1900. Un saut de quinze années…

Le Félicien Fargèze d’aujourd’hui, plus que sexagénaire, mais trop peu sensible aux vicissitudes de l’âge, renoue le fil rompu de ces Mémoires pour y ajouter un épilogue. Si, pour conclure, j’attendais de m’être assagi, jamais ce manuscrit ne recevrait le mot final. Quinze années… Debout sur mes souvenirs et continuant d’en accumuler, je promène autour de moi le regard ému, mais amusé, d’un homme qui ne consent pas à vieillir.
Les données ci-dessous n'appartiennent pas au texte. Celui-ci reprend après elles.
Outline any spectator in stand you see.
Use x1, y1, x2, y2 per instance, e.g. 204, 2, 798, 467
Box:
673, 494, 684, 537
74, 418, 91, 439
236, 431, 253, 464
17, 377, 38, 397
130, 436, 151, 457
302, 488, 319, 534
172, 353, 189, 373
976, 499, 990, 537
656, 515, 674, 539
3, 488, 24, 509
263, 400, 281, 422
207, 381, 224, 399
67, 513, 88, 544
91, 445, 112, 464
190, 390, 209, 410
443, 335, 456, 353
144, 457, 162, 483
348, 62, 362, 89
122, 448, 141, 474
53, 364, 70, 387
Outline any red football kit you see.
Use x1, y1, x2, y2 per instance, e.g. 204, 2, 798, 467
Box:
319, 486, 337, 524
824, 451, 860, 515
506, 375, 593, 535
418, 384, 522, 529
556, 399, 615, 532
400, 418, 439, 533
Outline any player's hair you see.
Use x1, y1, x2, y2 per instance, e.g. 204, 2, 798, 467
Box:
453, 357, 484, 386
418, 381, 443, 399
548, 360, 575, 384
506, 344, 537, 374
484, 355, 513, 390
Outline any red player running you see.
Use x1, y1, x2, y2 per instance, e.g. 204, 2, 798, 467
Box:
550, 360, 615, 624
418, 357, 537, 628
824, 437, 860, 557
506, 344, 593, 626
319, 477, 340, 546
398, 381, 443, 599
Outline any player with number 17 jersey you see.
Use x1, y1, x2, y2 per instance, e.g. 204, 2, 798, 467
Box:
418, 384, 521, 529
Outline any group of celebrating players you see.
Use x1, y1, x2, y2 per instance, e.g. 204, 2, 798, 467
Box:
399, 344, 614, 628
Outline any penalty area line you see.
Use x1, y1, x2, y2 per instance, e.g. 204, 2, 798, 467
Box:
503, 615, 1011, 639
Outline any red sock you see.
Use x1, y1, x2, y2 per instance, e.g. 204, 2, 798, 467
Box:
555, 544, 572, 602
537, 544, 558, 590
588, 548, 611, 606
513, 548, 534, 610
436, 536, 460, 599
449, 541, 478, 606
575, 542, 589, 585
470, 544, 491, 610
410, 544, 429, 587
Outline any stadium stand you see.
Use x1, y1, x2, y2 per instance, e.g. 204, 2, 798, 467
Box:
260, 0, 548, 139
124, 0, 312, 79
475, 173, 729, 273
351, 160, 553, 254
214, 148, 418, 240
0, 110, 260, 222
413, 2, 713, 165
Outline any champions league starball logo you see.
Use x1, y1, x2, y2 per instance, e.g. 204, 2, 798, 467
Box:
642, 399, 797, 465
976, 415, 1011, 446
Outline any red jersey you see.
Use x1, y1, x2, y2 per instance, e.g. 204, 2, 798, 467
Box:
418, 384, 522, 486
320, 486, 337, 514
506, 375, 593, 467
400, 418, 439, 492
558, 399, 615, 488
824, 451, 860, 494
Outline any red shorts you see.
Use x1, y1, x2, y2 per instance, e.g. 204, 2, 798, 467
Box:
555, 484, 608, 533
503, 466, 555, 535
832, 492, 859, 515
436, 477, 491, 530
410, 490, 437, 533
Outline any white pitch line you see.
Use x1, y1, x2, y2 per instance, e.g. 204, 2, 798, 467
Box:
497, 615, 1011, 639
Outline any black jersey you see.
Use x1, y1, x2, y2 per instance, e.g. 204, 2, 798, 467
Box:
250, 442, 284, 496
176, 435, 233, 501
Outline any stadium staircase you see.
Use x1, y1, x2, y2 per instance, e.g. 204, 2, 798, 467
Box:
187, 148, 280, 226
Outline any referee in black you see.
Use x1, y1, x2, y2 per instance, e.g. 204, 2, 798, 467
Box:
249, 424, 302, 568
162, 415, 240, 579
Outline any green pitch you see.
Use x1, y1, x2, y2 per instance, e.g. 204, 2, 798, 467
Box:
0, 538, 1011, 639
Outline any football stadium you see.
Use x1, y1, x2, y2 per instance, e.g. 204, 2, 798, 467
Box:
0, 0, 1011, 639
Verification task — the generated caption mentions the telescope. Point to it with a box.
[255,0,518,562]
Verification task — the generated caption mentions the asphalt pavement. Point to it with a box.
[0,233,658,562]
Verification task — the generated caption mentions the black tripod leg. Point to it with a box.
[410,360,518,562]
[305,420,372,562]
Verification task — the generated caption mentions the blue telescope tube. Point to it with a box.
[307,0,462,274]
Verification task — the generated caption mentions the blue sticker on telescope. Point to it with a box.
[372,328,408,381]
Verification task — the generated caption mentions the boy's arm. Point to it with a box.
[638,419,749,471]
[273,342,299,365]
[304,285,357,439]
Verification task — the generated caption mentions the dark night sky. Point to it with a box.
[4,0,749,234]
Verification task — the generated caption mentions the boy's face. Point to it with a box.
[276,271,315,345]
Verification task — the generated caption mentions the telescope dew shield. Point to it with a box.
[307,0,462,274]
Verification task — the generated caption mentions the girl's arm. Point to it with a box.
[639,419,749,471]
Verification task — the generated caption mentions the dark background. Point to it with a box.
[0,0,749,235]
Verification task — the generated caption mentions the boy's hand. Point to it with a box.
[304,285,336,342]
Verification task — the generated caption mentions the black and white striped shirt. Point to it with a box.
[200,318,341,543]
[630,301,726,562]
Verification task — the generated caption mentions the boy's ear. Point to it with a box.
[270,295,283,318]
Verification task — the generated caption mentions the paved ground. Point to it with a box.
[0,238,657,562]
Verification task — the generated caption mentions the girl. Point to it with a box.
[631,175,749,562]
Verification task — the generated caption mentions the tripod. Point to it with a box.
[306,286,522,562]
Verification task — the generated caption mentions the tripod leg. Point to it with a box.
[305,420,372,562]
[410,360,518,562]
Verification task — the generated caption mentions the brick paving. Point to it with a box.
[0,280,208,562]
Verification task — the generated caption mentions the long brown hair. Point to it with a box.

Mon logis ensoleillé de 1885, sur le jardin du Luxembourg ; mes amis, mes amours, l’anecdote qu’un jour apporte à l’autre… Le temps a passé ; la vie a remué les décors. Je suis depuis deux ans, rue Bréda, l’hôte considéré d’une pension de famille tenue par une très digne personne sur le retour, qui fut belle et galante, Mme Proscigonié. J’y occupe en toute indépendance un petit appartement, chambre, bibliothèque, salle de bains, que j’ai garni de mes plus jolis meubles, de tapis qui sont comme des litières de laine. La maison de Mme Proscigonié ne compte que cinq ou six pensionnaires, des messieurs âgés, vieux garçons ou veufs, de situation sociale bourgeoise. Je ne ferai pas de présentations. Aussi bien, je les vois peu. Je ne m’assieds que rarement à la table commune. Les repas me sont servis chez moi, et d’ailleurs je déjeune ou dîne souvent au-dehors. Mme Proscigonié a l’instinct de la bonne cuisine, mais si je suis gourmand ce n’est pas de cela, et Marion Ledébert le sait bien, qui me sert chaque jour et, vaquant à son travail, va et vient en ce moment même dans ma chambre.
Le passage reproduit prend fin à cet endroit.